3. Use video to filter for energy, clarity, and curiosity
Resumes list dates and accomplishments but anyone can write anything. Video shows us the human. It shows us communication skills and presence. I ask every candidate to record a video answering a few prompts
- Tell me your story
- Why does the problem we solve excite you
- Why are you a fit for us
- What is one question you would ask our customers next week
BTW - If they won’t do the video. Disqualified.
Then I score each on energy, clarity, and curiosity from one to five. You know who to prioritize inside thirty seconds.
As a former candidate, the exercise forced me to prepare. As a Fractional CRO hiring a team, it saves hours.
4. Interview on data, not vibes
I have seen the loudest voice in the room push through a hire because “she had great energy.” The deal board paid for that mistake for two quarters.
Use data-driven hiring and assign two competencies to each interviewer with fixed questions and a simple one to five score. Average the scores, set a bar, and only hire when the numbers clear it.
Use the Google and Amazon hiring method. Do NOT hire if anyone on the interview team disagrees.
Need a template for a data-driven hiring scorecard? Message me.
5. Tell the messy bits before they sign
Share everything. Transparency builds trust and increases retention rate.
Share runway, quota math, win rate, tech stack, and the top three risks you see today.
A-players get excited when they see the full field and tourists opt out.
If you don’t want to be honest about the business - ask yourself why and look in the mirror.
6. Treat candidate experience like brand experience
Do not ever ghost someone - this is their life, respect it. You were in this position once as well. Set a 48-hour response rule inside the hiring pod. After every interview, send a same-day summary that lists what you heard, what you promised, and the next step.

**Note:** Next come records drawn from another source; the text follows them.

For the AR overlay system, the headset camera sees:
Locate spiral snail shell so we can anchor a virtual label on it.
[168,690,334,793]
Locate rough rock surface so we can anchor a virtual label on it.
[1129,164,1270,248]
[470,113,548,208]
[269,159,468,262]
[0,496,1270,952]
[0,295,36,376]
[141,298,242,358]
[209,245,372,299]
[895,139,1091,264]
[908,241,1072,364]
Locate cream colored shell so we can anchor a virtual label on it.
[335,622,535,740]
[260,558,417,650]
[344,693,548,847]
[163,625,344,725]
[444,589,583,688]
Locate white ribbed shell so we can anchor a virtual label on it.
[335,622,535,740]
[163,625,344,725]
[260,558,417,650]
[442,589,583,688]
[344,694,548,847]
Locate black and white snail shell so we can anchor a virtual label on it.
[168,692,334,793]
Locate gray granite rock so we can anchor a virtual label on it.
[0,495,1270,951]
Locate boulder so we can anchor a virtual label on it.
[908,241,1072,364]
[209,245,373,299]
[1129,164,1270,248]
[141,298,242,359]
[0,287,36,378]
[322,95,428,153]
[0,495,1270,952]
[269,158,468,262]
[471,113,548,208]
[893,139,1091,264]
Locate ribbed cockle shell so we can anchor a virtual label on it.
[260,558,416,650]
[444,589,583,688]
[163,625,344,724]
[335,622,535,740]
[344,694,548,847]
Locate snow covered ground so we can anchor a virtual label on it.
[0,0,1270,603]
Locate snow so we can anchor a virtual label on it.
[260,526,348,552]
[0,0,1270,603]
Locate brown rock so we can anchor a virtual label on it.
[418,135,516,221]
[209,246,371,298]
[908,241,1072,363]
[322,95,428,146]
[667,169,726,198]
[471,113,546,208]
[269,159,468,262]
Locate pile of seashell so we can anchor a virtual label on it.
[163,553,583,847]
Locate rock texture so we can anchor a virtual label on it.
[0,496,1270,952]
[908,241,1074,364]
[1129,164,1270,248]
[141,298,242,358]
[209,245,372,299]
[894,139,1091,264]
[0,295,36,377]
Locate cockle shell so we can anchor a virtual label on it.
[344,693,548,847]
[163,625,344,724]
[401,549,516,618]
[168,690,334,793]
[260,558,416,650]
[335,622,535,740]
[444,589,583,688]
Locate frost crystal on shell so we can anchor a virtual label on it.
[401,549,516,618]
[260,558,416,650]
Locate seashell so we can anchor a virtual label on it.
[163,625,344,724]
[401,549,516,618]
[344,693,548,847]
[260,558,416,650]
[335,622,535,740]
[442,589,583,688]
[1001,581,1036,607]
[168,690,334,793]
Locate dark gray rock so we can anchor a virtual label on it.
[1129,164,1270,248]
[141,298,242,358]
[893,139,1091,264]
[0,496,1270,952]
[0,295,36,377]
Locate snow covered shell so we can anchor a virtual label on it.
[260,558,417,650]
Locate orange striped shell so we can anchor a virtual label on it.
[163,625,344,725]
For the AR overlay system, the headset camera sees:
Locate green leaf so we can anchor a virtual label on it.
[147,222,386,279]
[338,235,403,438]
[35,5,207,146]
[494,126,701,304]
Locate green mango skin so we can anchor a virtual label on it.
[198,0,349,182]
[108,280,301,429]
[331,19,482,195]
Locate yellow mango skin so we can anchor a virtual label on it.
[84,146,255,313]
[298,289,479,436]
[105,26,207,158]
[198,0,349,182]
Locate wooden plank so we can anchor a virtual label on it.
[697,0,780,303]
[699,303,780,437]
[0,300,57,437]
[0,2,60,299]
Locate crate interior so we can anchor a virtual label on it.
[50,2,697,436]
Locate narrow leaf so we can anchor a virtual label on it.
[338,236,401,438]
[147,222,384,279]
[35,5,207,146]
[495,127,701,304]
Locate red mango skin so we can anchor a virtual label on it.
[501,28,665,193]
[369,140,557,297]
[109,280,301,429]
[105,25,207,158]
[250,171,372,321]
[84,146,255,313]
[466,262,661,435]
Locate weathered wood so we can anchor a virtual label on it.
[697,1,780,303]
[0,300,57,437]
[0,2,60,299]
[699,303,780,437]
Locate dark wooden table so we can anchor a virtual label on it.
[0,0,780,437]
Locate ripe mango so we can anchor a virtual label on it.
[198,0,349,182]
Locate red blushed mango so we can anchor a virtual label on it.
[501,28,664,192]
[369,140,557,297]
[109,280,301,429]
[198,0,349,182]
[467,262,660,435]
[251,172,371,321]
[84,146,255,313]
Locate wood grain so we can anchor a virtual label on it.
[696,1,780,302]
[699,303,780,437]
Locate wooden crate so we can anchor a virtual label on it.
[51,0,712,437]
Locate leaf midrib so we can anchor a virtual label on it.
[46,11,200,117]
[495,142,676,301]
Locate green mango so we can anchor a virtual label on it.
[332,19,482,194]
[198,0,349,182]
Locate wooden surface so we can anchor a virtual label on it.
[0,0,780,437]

It takes five minutes. It pays for itself in reputation. I have been on the receiving end of silence, and I still remember the companies that did it.
Some red flags that say pass;
- Panels that debate “vibes” instead of using scorecards
- Fuzzy quota math or missing success metrics
- Founders who dodge truths
- Candidates who are focused on the title
- Teams that ghost finalists or stall decisions
You might not own the calendar, but you still own the standard. The fractional CRO who can find them, choose them, and ramp them will leave a footprint that lasts long after the contract ends.
See you next month with another unfiltered dispatch from independent operator life.
Until then, hire like an owner, set the bar high, and leave behind a team that wins long after you roll off.